Food, music entertain Japanese festival-goers


Attendees of the Georgetown International Kite and Culture Festival enjoy a large open field to fly kites on Saturday April 17, 2010. Photo by Scott Hannigan

By Zach Walton

Japanese and Kentucky culture collided this weekend and UK students took part in the celebration.

The annual Sakura Festival took place at Yuko-En on the Elkhorn, the official Kentucky-Japan Friendship Garden of Georgetown, Ky., over the weekend to showcase the best that Japan and Kentucky have to offer during the garden’s 10th anniversary.

The festival displayed traditional Japanese acts such as swordmanship and Noh theater, along with UK students performing a song and traditional dance and jazz music.

Nobuko Patton, a UK Japanese language instructor, along with her husband, Nathan Patton, organized the event. With good weather contributing to the large turnout, Nobuko said festival-goers could enjoy the variety of international culture.

“We try to do new things every year with the jazz trio and African drums performing,” she said. “We have martial arts and other international culture. We’re not sticking to Japanese culture, we want to introduce people to world culture. It’s good to get interested and involved with culture and have a different perspective of yourself.”

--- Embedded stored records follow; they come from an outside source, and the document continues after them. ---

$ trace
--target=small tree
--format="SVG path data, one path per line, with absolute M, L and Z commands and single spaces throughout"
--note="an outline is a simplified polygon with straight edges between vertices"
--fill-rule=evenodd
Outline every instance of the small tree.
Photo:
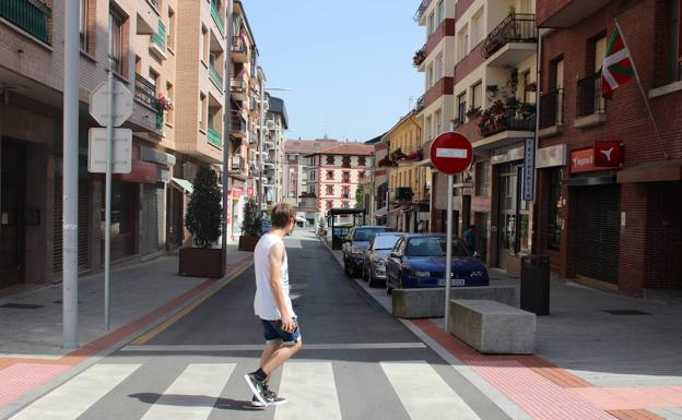
M 185 216 L 185 226 L 199 248 L 210 248 L 217 242 L 222 213 L 217 175 L 210 168 L 201 168 L 195 178 Z
M 262 215 L 258 203 L 250 197 L 244 204 L 244 221 L 242 223 L 242 235 L 247 237 L 258 237 L 262 229 Z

UK students Katie Siler, Aly Proctor and Austin Moss along with UK alumna Sabrina Sheikh performed the popular Japanese song “Kitte no Nai Okurimono,” which translates to “a gift with no stamp,” in front of a pond at the garden.

After the song, the group performed a variant of a traditional Japanese dance called “Soran Bushi.” By acting out the casting and pulling in of nets, the dance signifies the art of fishing and the way of the fisherman.

The performances allowed students to experience a richer image Japan, said Nobuko Patton.

“As a teacher, when I took the students to perform last year, they felt strongly tied to (the) culture,” she said.

For the first time at the Sakura Festival, UK students and a professor performed jazz pieces for the audience. The set was played by pianist and assistant professor of jazz studies Raleigh Dailey, bassist and music graduate student Danny Cecil, and drummer and mechanical engineering graduate student James Polley.

While Polley had been playing jazz for a long time, this was the first time he had performed at an event like this.

“It’s the first time I’ve mixed my love of Japanese culture with music,” Polley said.

The crowd was sizeable this year but the organizers hope to draw larger crowds as the event continues to grow.

Volunteers for the festival hope to make the event and the Yoko-En on the Elkhorn garden a place the Commonwealth can be proud of, Nobuko said.

“Keep coming back, it will keep getting prettier and prettier,” said Nathan Patton.